I start October 1. The yard is going to grow and grow with the new haunt sign (painting it this weekend) and count down sign from last year going up on Day 1. Then I'll add more and more every day. The house is on a path heavy with school buses, so I will be messing with the kids. I'll move figures just a little bit every day or switch stuff around while they're at school. Anything to get traffic on Halloween night. By the 30, the whole forest will be up with fencing and lights. Then I just need to slide in the theater stuff, signs, and more valuable props for the big night. 

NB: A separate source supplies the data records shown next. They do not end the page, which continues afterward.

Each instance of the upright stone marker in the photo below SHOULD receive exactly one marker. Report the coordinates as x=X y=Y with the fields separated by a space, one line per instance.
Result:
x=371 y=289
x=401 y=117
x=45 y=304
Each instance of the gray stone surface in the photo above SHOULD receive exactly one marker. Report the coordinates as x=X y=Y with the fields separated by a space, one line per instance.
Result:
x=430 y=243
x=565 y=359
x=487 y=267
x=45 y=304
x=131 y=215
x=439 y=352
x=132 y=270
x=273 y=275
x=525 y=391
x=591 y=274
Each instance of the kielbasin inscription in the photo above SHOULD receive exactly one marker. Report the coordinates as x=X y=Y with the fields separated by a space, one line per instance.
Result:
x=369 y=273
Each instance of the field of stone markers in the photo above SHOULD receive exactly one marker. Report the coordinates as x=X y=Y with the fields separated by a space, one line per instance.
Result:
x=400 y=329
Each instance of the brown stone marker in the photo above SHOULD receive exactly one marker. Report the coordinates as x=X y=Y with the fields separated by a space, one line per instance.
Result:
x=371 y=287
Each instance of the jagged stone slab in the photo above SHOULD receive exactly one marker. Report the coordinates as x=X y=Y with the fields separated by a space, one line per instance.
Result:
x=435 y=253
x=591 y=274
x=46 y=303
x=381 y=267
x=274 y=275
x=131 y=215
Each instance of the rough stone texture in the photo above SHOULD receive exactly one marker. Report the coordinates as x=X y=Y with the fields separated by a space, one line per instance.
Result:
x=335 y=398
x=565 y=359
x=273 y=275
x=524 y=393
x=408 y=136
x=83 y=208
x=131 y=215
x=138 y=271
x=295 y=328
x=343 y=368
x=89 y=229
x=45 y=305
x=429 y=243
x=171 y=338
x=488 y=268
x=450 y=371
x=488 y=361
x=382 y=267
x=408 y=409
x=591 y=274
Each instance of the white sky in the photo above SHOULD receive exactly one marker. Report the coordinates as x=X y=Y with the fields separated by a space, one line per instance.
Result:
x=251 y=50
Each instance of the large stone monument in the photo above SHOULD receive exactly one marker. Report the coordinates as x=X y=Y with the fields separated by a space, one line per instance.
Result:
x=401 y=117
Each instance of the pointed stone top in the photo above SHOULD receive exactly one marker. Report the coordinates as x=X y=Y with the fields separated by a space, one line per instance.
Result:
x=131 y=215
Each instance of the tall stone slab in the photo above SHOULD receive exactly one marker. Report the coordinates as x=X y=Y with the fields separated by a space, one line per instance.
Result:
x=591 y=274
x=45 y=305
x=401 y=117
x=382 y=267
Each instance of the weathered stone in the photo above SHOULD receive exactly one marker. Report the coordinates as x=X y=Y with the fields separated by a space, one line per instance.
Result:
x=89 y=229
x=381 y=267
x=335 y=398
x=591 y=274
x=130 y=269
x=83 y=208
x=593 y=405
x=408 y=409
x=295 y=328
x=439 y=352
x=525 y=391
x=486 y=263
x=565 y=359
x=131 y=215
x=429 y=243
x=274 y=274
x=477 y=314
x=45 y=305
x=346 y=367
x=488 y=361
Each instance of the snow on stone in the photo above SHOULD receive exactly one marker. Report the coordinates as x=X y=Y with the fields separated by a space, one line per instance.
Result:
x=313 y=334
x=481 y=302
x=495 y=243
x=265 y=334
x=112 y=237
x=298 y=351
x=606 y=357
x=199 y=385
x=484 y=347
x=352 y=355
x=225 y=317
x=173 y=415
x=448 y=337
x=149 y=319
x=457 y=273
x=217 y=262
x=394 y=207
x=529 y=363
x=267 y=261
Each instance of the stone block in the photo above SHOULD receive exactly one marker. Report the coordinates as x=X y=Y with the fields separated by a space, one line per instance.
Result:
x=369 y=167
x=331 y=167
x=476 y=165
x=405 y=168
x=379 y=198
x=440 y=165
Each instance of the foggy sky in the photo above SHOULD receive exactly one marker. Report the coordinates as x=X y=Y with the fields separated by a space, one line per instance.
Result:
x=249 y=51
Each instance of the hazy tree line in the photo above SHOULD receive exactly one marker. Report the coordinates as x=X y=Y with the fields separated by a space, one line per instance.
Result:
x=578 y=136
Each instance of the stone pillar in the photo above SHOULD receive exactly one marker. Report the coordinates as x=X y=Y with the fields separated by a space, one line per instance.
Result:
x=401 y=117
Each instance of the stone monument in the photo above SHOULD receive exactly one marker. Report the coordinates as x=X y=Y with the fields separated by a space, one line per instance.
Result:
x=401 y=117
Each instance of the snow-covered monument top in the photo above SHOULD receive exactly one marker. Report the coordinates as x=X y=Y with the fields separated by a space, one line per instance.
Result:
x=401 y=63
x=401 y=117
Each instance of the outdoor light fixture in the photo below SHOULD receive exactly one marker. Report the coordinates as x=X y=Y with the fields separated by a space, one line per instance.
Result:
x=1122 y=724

The biggest trick of all? Taking it all down before the buses drive by on November 1.


----------



## Growler (Aug 12, 2008)

LOL, I sooo agree Trent about getting it down the next day. It's not bad if it's the weekend but, I like it almost put away before the children get home from school. Since it's a weekday, I'm stuck doing it myself. Though we rip through most of it that night after the lights go off and put most in the garage. 

I have a lot of stuff that needs upkeep and maintanence this year and I just haven't got to it with the crypt in the yard. At least my new fcg will have a home! I have to do the lettering on my count down clock tomorrow while it rains outside.


----------



## lisa48317 (Jul 23, 2010)

I was informed by the teenager that I was NOT allowed to decorate until after her 14th birthday party which happens to be this weekend (9/24-9/25).  But if you look closely, there are items here & there around the house. The gargoyle on top of the grandfather clock and one outside the back door. The skeleton cupid on the shelf in the living room, etc. 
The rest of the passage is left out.